I may be missing something here. How would that work? If we expect solids to map roughly to python_tasks then we should have 1 python_task per solid. So if we are iterating through the execution_plan_iterator, then each python task will need to do its own work on that correct? Wrapper is the function that Flyte will execute, so if we are recreating it on each invocation of wrapper, then won't Flyte end up stepping through the same steps repetitively instead of doing the work of the solid associated with that particular python_task?

remove dagster-flyte untill it is in PyPI
jordanbramble marked an inline comment as done.May 1 2020, 2:57 AM
jordanbramble added inline comments.
python_modules/libraries/dagster-flyte/examples/Dockerfile
2

I have parametrized this to run with different versions of Python. I think that this should be separate from the test images because this is meant to build a specific SdkWorkflow example, and eventually I would like CI to register to a k8s cluster. I am only running 3.6 in CI for now, in order to save build time.

jordanbramble marked an inline comment as done.

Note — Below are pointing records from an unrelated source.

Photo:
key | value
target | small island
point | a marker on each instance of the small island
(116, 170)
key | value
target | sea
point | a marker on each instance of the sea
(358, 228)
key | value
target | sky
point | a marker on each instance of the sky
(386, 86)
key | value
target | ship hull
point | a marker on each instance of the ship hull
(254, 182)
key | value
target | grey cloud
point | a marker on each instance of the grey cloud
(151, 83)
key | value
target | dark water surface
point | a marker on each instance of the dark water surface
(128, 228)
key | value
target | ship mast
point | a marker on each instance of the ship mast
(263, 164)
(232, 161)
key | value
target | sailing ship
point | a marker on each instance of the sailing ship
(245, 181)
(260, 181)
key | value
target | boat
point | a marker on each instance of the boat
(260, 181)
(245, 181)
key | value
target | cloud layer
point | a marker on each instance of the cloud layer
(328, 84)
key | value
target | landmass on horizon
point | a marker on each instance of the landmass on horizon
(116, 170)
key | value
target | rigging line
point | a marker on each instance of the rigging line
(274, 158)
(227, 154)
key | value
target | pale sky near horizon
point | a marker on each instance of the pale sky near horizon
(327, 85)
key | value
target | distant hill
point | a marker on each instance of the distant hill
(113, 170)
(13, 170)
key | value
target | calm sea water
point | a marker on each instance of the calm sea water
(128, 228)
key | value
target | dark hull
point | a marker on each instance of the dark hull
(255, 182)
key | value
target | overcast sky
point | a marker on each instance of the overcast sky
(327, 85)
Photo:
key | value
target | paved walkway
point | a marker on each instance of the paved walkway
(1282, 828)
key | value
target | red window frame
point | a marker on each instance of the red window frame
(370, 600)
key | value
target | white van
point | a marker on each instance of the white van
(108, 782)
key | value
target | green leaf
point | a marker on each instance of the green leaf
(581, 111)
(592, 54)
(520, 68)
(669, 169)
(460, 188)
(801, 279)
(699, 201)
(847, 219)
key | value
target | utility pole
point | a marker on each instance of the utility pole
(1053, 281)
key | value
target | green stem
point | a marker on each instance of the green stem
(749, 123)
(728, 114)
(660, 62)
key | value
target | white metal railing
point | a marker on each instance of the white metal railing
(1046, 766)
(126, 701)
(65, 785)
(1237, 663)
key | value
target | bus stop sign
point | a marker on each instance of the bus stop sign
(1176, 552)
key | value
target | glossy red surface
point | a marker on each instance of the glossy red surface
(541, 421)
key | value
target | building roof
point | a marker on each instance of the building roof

Only build flyte example once, for python 3.6

jordanbramble added inline comments.May 1 2020, 3:15 AM
python_modules/libraries/dagster-flyte/examples/Dockerfile
2

Ahh, I noticed this same container was building every time for all versions of python. I've instead updated the pipeline to append this one single example build in 3.6 to the tests. This should speed up the build quite a bit I hope.

build_docker -> docker_build
This revision was automatically updated to reflect the committed changes.